How gxceed builds and classifies
the GX research corpus
This page documents the data sources, ingestion approach, SNE-axis classification logic, AI pipeline, and known limitations of the gxceed GX paper corpus. It is intended for researchers who want to assess reproducibility, coverage, and methodological transparency.
gxceed is designed as a low-cost open metadata pipeline for the GX research field. Rather than building a proprietary database, it aggregates metadata from open scholarly infrastructure — primarily DOI-based, OAI-PMH, and open REST APIs — and adds AI-assisted relevance scoring, bilingual summaries, and SNE-axis classification.

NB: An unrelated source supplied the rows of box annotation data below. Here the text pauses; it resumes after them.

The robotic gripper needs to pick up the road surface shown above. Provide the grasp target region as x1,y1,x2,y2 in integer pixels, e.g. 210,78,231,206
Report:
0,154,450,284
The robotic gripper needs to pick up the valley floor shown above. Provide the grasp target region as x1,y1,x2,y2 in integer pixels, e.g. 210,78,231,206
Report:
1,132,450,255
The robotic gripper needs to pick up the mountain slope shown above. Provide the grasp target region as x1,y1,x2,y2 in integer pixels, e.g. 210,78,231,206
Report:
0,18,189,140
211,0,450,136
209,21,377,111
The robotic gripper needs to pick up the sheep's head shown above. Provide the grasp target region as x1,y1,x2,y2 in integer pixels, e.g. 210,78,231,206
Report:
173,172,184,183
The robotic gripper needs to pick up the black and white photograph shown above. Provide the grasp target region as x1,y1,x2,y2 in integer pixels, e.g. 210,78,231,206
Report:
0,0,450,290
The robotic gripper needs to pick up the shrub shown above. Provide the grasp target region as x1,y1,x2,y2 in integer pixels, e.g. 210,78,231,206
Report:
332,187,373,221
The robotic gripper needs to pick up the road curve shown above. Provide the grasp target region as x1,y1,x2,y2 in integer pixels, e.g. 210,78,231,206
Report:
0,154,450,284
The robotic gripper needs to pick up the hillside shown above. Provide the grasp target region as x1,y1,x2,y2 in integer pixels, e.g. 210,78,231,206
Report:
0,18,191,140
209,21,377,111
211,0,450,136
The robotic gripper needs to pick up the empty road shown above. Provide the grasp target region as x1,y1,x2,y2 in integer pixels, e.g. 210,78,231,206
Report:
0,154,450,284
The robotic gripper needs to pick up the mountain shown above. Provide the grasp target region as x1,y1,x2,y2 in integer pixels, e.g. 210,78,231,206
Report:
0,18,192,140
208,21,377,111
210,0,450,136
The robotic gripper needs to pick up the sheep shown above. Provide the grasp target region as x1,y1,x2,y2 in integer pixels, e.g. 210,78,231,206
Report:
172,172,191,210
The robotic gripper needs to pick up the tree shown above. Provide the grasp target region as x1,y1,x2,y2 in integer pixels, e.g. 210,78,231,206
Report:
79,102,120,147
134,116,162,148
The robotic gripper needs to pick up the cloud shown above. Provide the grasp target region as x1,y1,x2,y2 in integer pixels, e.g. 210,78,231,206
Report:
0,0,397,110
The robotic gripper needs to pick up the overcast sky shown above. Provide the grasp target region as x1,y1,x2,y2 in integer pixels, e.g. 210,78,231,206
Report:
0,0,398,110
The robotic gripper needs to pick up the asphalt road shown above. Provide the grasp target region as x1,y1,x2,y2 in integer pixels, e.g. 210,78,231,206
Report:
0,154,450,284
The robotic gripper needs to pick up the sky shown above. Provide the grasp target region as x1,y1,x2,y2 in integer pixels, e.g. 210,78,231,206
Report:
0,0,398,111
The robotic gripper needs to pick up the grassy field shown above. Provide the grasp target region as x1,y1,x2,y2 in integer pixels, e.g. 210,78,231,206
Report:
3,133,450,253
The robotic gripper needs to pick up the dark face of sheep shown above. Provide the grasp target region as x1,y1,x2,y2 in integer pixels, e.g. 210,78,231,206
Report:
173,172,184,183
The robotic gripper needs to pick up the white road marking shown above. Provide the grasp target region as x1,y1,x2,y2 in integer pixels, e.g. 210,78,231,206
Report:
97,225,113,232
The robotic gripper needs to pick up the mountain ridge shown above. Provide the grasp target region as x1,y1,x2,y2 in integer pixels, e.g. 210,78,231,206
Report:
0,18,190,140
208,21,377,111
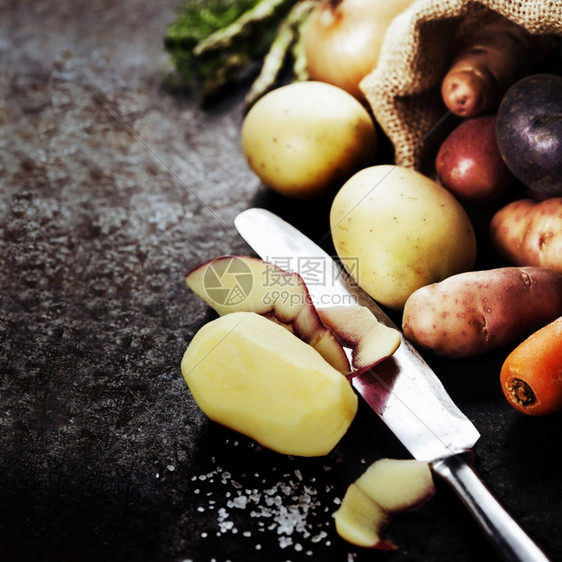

The core design principle: use what is already open, classify what matters for the research–implementation gap, and make the distribution of GX knowledge production legible without requiring access to paywalled databases.
gxceed collects from 13 open scholarly metadata sources. Each source has a dedicated resolver that handles authentication, pagination, and normalization into the internal paper schema.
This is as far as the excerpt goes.